【NHKマイルC】ハッピーアワー武幸四郎調教師 藤沢和厩舎での研修時代に忘れられないひと言

2019年05月02日 21時32分

ファルコンS優勝時のハッピーアワーと武幸四郎調教師

【平松さとしの重賞サロン】武幸四郎調教師が騎手としてデビューしたのは1997年。デビュー2日目にはGIIマイラーズCを11番人気のオースミタイクーンで優勝。父・武邦彦厩舎の馬によるこの勝利が、自身の初勝利でもあったことは広く知られている。

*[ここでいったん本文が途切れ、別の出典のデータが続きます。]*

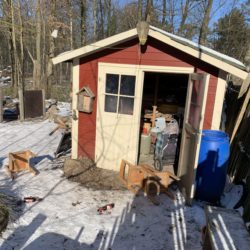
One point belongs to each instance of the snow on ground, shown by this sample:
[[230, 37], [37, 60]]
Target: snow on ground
[[54, 223]]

 その後、GIジョッキーにもなったが、2017年には調教師免許を取得。翌18年3月に開業すると、初日(3日=阪神)初出走のグアン(1R)が兄の武豊騎手を乗せて1着。続いて出走させたフォレストタウン(8R)も先頭でゴールを切り、いきなり2連勝で調教師としてのキャリアをスタートさせた。

 開業する前年の17年、技術調教師時代は伯楽・藤沢和雄調教師に師事し、厩舎で研修をした。その間にソウルスターリングがオークスを、レイデオロがダービーを勝利。「良い時に藤沢厩舎へ行ったね!?」と周囲から言われた技術調教師が返した言葉が忘れられない。

「藤沢先生には様々なことを教えていただきました。それはレースに勝ったとか負けたとかとは関係なく、勉強になりました」

 本当に大事なことは何かをしっかり捉えているその返答に感心したものである。

 その武幸四郎師が今週のNHKマイルCにハッピーアワーを送り込む。藤沢厩舎のグランアレグリアとの好勝負を期待したい。